Connecticut Judge of Common Pleas for Hartford County
- In office 1915–1919

United States Attorney for the District of Connecticut
- In office 1919–1923
- President: Woodrow Wilson Warren G. Harding
- Preceded by: John Francis Crosby
- Succeeded by: Allan K. Smith

Personal details
- Born: Edward Lawrence Smith January 22, 1875 Hartford, Connecticut
- Died: February 9, 1923 (aged 48) Hartford, Connecticut
- Political party: Democratic Party
- Alma mater: Yale Yale Law School

= Edward L. Smith =

American attorney and judge

Edward Lawrence Smith (Note: Spelled "Laurence" in some sources.) (January 22, 1875 – February 9, 1923) was an American attorney and judge who served as the United States Attorney for the District of Connecticut under two presidents.
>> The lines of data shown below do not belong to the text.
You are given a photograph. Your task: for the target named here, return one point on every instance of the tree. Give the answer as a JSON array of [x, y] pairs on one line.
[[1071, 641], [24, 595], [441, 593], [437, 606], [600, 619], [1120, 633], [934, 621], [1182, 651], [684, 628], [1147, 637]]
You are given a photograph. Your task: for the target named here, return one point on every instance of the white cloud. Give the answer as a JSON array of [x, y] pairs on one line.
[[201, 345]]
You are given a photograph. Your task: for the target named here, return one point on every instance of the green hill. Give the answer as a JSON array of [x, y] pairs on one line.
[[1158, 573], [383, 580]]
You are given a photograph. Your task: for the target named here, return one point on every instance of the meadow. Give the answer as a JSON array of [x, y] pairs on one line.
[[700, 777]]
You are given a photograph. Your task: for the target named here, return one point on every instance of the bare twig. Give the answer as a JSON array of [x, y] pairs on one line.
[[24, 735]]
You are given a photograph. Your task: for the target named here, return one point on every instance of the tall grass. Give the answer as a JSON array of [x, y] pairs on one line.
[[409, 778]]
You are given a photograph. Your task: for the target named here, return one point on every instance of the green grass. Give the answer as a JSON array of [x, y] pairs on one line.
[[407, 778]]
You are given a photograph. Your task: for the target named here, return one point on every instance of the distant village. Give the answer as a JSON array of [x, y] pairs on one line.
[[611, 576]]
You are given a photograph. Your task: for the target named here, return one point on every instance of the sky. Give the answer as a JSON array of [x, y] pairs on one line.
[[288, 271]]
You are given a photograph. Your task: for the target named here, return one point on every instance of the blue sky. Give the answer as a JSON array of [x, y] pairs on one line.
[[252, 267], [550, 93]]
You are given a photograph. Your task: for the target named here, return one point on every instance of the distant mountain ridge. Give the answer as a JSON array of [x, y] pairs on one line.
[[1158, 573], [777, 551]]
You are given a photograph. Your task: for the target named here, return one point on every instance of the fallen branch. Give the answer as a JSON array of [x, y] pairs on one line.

In addition he was the 35th Mayor of Hartford, Connecticut.

== Biography ==
Born to Andrew Jackson and Julia Agnes (Burke) Smith on January 22, 1875, in Hartford, Connecticut, Edward L. Smith was one of 5 children. He would go on to become a lawyer, politician, and judge in Connecticut. He served a four-year term as United States Attorney after resigning from the bench. His first political ventures where running for the Connecticut House of Representatives, however he never was elected to that body. He served as the mayor of Hartford for one term as a Democrat in a heavily Republican town.

He died from pneumonia at his home in Hartford on February 9, 1923.